MIT Sloan Yönetim Okulu’nda doçent ve “İşyerinde Üretken Yapay Zeka” adlı makalenin yazarlarından biri olan Danielle Li, yoğun çalışmayı kısmen onu “akış durumuna” fırlattığı için rahatlatıcı bulduğunu söyledi zihnini dinlendirirken iş performansını sürdürmesine olanak tanır. Li bunun kendi başına “iyi” olmadığını kabul ediyor. “Eğer sürekli çalışma ihtiyacını hissetmeseydim yoğun çalışmanın bu özel yönüne değer vermezdim. Yoğun çalışma nedeniyle kendime ‘Evet, çalışıyorum’ diyebilirim. ‘Bu dünyadaki yerinizi kazanıyorsunuz.’ Ama aslında o kadar da çabalamıyorsun.”

Li, biriktirdiği iki saatin bir buçuk saatini örneğin yürüyüşe çıkmak veya internette gezinmek için kullanabilseydi ve yalnızca geri kalanını kullanabilseydi, yapay zeka araçlarının üç saatlik emeği bir saatlik çalışmaya indirmesini kutlayacağını söyledi. Odaklanmış çalışma için otuz dakika – başka bir deyişle, yoğun çalışmanın otomasyonu, yöneticilerin ve çalışanların, sürekli çalıştığımıza dair karanlık iddiayı bırakmalarına izin verdiyse. “Bu fazladan iki saatin yerini gerçek zihinsel aktivite alamaz” diye ekledi.

Ayrıca her gün bir saat daha dünyayı değiştirecek düşünceye gerçekten sahip olup olmadığımı da merak ettim. Havlu katlama dönemim sırasında, yoğun iş temposundan kurtulursam yapacağım muhteşem şeylere dair kesinlikle fanteziler besledim. düşünürdüm, yaratırdım ve yenilik yapardım Güzel bir zihin‘S puan yükseldi. Pratikte, yoğun iş olsun ya da olmasın, ortalama bir iş gününde sadece 0,003 saniyelik odaklanmış düşünceyi yönetebiliyorum. (Sörf yapan köpeklerin makaralarını izleme kapasitem sonsuzdur.)

Günümün geri kalan 57.599,997 uyanık saniyesini bunu yaparak geçirmek istediğimi söylemiyorum.

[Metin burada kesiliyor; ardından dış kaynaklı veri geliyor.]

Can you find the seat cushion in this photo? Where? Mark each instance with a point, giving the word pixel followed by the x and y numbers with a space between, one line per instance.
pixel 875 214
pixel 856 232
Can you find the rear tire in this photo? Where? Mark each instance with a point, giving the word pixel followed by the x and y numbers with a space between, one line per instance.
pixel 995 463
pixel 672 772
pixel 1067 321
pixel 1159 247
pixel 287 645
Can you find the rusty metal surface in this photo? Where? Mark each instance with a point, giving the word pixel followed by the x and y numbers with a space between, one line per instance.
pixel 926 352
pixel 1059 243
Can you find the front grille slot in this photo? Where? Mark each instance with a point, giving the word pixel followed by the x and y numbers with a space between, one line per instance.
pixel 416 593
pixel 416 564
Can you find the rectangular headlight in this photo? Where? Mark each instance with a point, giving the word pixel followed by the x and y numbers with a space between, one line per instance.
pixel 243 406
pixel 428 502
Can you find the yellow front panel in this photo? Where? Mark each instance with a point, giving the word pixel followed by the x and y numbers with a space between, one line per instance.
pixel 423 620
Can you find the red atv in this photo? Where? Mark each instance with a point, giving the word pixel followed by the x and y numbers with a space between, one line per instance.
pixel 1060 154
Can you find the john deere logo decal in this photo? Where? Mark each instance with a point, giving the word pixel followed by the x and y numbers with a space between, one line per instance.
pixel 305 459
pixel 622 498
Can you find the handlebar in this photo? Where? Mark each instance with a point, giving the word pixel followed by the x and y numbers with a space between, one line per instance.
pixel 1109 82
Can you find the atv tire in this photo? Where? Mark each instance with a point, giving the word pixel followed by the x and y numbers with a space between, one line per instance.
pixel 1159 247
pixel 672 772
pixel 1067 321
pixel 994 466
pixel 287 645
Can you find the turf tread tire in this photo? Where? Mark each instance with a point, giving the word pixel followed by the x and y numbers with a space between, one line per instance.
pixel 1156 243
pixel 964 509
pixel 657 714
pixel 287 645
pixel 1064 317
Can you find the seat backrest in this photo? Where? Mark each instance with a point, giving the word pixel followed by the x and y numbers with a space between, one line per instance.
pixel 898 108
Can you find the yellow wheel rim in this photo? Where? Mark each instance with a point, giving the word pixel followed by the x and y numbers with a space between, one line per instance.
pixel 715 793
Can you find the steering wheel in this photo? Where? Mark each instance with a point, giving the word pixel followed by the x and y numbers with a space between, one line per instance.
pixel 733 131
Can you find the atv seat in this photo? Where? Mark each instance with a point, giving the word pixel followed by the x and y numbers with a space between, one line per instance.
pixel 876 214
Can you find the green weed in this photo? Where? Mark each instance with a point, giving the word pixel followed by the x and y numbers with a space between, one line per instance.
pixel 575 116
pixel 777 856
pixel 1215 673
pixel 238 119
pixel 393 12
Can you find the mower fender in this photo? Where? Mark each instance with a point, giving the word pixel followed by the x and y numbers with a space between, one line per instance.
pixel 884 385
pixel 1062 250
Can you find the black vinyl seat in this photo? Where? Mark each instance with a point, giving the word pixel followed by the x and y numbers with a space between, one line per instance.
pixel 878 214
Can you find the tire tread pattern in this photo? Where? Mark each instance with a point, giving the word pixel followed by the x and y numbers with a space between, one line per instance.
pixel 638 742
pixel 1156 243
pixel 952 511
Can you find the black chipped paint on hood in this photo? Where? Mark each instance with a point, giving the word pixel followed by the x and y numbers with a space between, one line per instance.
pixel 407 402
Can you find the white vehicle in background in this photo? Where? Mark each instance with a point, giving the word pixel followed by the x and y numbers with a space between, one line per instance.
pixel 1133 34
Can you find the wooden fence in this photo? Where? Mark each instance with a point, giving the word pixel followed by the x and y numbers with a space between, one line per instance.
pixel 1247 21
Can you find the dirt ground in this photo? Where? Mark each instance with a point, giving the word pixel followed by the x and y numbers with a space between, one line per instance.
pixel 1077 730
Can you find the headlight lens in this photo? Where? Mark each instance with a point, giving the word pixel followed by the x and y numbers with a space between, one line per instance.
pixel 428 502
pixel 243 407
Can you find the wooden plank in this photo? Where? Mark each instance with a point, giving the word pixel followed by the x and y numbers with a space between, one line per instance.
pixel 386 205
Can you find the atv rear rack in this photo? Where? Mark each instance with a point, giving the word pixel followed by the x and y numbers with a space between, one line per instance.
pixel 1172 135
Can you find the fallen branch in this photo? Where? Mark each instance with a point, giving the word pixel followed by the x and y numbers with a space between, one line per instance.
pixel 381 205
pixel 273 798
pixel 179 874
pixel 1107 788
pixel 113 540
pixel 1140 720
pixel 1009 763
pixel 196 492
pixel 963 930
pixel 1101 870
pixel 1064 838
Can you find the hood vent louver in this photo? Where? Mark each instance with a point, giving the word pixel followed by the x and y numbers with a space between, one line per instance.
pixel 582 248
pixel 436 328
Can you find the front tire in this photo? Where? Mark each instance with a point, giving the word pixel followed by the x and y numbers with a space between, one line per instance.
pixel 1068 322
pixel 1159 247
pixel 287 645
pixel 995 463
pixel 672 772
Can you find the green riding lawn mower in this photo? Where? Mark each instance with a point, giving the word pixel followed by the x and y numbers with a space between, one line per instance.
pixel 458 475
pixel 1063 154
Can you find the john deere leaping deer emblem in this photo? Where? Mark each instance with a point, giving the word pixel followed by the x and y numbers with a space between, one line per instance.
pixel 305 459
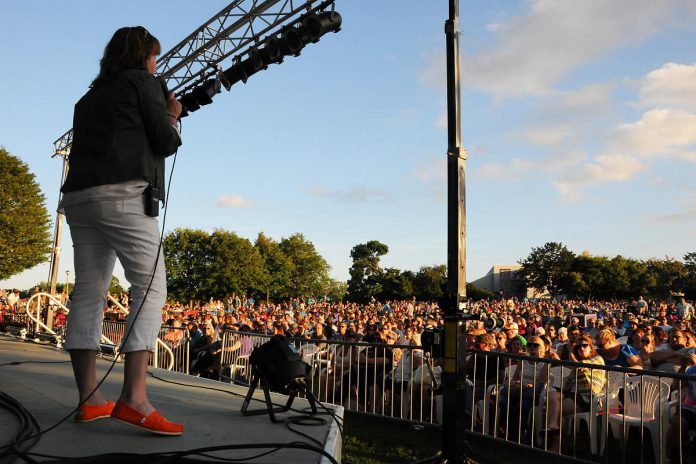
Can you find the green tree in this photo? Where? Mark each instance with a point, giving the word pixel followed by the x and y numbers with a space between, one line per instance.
pixel 25 240
pixel 670 276
pixel 548 268
pixel 690 278
pixel 115 287
pixel 237 266
pixel 309 269
pixel 274 281
pixel 395 285
pixel 333 290
pixel 430 283
pixel 475 293
pixel 365 273
pixel 189 259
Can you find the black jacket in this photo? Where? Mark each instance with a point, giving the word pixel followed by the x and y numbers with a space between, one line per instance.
pixel 121 132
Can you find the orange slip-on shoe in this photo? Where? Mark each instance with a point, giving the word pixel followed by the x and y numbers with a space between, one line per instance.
pixel 87 413
pixel 154 423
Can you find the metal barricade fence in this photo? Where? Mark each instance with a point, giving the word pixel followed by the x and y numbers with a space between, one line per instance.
pixel 15 322
pixel 178 340
pixel 114 330
pixel 398 381
pixel 585 411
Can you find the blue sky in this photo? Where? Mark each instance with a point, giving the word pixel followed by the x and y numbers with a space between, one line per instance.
pixel 579 119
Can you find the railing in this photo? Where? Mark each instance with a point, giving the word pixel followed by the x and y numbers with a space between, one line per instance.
pixel 34 309
pixel 161 348
pixel 112 332
pixel 398 381
pixel 631 414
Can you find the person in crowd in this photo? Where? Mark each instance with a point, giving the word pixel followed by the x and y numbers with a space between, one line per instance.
pixel 206 354
pixel 549 353
pixel 516 346
pixel 500 342
pixel 340 334
pixel 565 351
pixel 581 385
pixel 644 342
pixel 484 370
pixel 527 383
pixel 561 338
pixel 681 424
pixel 123 128
pixel 685 311
pixel 670 360
pixel 615 353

Mayın tarama gemisi-sayı dökümü gibi kıdem tazminatı. Ama öğleden sonra bir saat boyunca, öğle yemeğinde yediğim köfteli marinara sosunu sindirmek için vücudumun tüm kaynakları beyinden mideye yönlendirilmişken? Dışarıda hafif bir yağmur yağarken ve Spotify bana ortam ninnileri sunarken mi? Hiçbir yapay zeka aracı bana bu kadar huzur veremez.